Now, in the face of stark evidence that police, policymakers and various non-governmental organisations have failed to lock up a single person in the UK for enforced prostitution, abolitionists simply point out, in Rumsfeldian fashion, that there are a great deal of ‘hidden victims’ in whose name rescue operations must continue.
A broadsheet panic about immigrants
Much of the debate around the sex industry is infused with a sense of panic; women working in the sex industry are regarded as a threat to the moral fabric. Last week, in revealing the failure of Pentameter to find a single sex trafficker in the UK, the Guardian’s Nick Davies outlined ‘the anatomy of a moral panic’ around prostitution and trafficking. He criticised the ‘tide of misinformation’ around the subject of sex trafficking in the UK and said alarmist stories in the media have been treated as reliable sources by politicians, informing misguided policymaking (14).
Looking at headlines of stories about trafficking and migrant sex workers from the past five years, it seems Davies has a point. Here are some examples:
‘Migrant women forced into cheap sex trade’; ‘We must help end the sex slave trade’; ‘Sex slaves to be offered “safe houses”’; ‘Lap-dancing clubs are not cafés. They are the sex industry on the high street’; ‘Trafficked, prostituted, raped: the kite who flew away’; ‘Fifth of Britons unknowingly aid child trafficking, according to survey’; ‘Nightmare world of suburban sex slaves’; ‘Raped, beaten and helpless: UK’s sex slaves’; ‘The teenagers traded for slave labour and sex’.
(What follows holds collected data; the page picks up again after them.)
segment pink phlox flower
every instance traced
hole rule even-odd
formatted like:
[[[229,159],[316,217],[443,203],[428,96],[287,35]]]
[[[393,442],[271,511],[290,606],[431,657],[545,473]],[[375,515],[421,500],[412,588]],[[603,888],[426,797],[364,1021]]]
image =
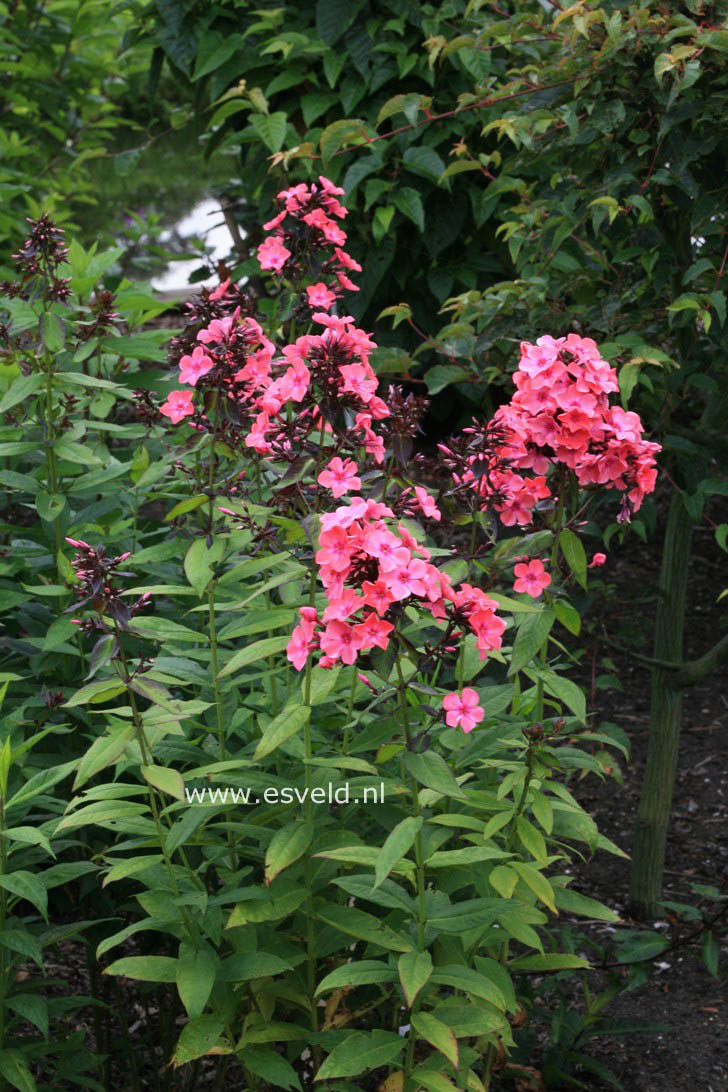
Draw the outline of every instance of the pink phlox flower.
[[[477,691],[470,686],[466,686],[462,694],[457,691],[446,694],[442,699],[442,707],[445,710],[445,723],[450,728],[457,728],[459,725],[464,732],[472,732],[476,724],[480,724],[485,717]]]
[[[551,574],[546,572],[543,561],[529,561],[528,564],[521,562],[513,571],[516,574],[513,590],[525,592],[532,599],[538,599],[544,588],[548,588],[551,583]]]
[[[201,345],[197,345],[192,350],[192,355],[185,355],[180,358],[179,362],[179,379],[180,383],[189,383],[191,386],[195,386],[197,380],[207,375],[215,367],[215,361],[212,357],[209,357]]]
[[[334,572],[344,572],[351,564],[351,544],[343,527],[332,527],[319,535],[320,549],[316,553],[316,564],[326,565]]]
[[[423,489],[421,485],[415,486],[415,496],[417,498],[418,507],[424,516],[428,519],[434,519],[436,522],[439,522],[442,519],[440,509],[437,507],[427,490]]]
[[[351,254],[347,254],[345,250],[341,250],[339,247],[334,247],[334,254],[345,269],[350,269],[353,273],[361,273],[361,266],[352,258]]]
[[[159,412],[169,417],[173,425],[178,425],[184,417],[195,412],[192,404],[192,391],[171,391],[167,401],[160,406]]]
[[[359,652],[359,637],[346,622],[329,622],[321,634],[321,650],[332,660],[353,664]]]
[[[339,497],[343,497],[344,493],[349,493],[352,489],[361,489],[361,478],[356,475],[357,466],[353,459],[343,461],[337,455],[331,460],[326,469],[321,471],[316,480],[319,485],[330,489],[338,500]]]
[[[286,656],[296,671],[301,671],[306,666],[309,653],[317,647],[315,623],[304,619],[291,634],[291,639],[286,646]]]
[[[596,553],[596,554],[594,554],[594,557],[591,559],[591,561],[587,565],[587,568],[588,569],[596,569],[596,568],[598,568],[599,565],[603,565],[606,560],[607,560],[607,555],[606,554]]]
[[[230,278],[228,277],[227,280],[220,282],[220,284],[217,286],[215,291],[210,293],[210,295],[208,296],[208,299],[221,300],[224,296],[227,295],[227,290],[228,290],[229,287],[230,287]]]
[[[406,564],[398,564],[396,568],[387,572],[382,572],[382,579],[394,599],[407,599],[410,595],[426,595],[426,576],[427,564],[418,557],[411,558]]]
[[[365,580],[361,587],[364,592],[364,602],[368,607],[372,607],[377,614],[385,614],[394,602],[394,596],[383,580],[373,582]]]
[[[386,622],[373,613],[364,615],[359,625],[354,626],[359,647],[363,652],[370,648],[387,648],[393,629],[391,622]]]
[[[362,599],[354,589],[344,588],[336,599],[329,599],[329,604],[323,613],[323,620],[333,622],[338,619],[340,622],[345,622],[347,618],[351,618],[352,614],[356,614],[361,605]]]
[[[323,308],[328,311],[332,304],[336,303],[336,296],[325,284],[309,284],[306,288],[309,307]]]
[[[270,269],[274,273],[280,273],[290,256],[290,250],[283,245],[276,235],[271,235],[258,247],[260,268]]]
[[[234,315],[228,315],[222,319],[212,319],[204,330],[198,332],[197,340],[201,341],[203,345],[214,345],[218,341],[225,341],[230,336],[230,331],[235,324],[239,311],[240,309],[237,308]]]
[[[344,380],[345,394],[355,394],[362,402],[370,402],[377,389],[377,377],[363,364],[343,364],[339,371]]]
Where did all these headlines appear? They are all from Nick Davies’s own newspaper, the Guardian, except for one that appeared in the Guardian’s sister publication, the Observer. The Guardian has described human trafficking as a ‘trade in misery and abuse’ and according to the article about teenage slaves, published in 2003, Britain has become ‘an easy target for child trafficking gangs’ where hundreds of children are forced into domestic servitude or sexual exploitation, ‘trapped in rooms with no papers, no identity, where they are nothing but a commodity traded for slave labour or tawdry sex, and living under the fear of voodoo’. Voodoo? Even tabloid attacks on migrants haven’t gone so far as to claim that black magic is used in immigrant circles to enslave women. This is the third key aspect of the trafficking scare – it was lent authority, given its impact, by unquestioning journalism in authoritative broadsheet newspapers.
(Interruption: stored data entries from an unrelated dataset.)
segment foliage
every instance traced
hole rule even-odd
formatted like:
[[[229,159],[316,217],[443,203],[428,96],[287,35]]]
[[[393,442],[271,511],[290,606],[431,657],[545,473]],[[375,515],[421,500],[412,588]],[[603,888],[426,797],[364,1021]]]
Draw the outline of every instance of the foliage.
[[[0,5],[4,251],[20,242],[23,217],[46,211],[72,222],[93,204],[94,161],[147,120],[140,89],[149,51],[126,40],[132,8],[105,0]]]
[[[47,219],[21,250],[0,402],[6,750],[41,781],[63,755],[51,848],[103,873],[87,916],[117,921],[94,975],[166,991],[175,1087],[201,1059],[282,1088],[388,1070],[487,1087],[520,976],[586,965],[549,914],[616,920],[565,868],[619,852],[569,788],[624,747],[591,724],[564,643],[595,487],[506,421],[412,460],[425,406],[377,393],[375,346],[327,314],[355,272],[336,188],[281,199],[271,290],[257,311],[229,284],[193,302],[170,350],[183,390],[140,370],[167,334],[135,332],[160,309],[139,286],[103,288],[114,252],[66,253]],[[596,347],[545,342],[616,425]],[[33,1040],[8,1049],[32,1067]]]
Unsubstantiated figures, borderline racist claims and unquestioning ‘churnalism’, a phrase coined by Davies himself, is not the preserve of the Guardian, of course. Other broadsheets have helped stir up a moral panic around trafficking and sex work by reporting fantastical tales or extrapolating from individual testimonies of horrific abuse the occurrence of systematic enslavement, rape and abuse of women and children at the hands of foreign thugs. Independent columnist Johann Hari, for instance, has claimed that the developed world is beset by an ‘epidemic of human trafficking (in effect, sex slavery)’. Hari says that ‘usually, they [sex workers] are tricked into coming here with promises of jobs as nannies or secretaries, and then trapped into lives of unspeakable degradation’ (15).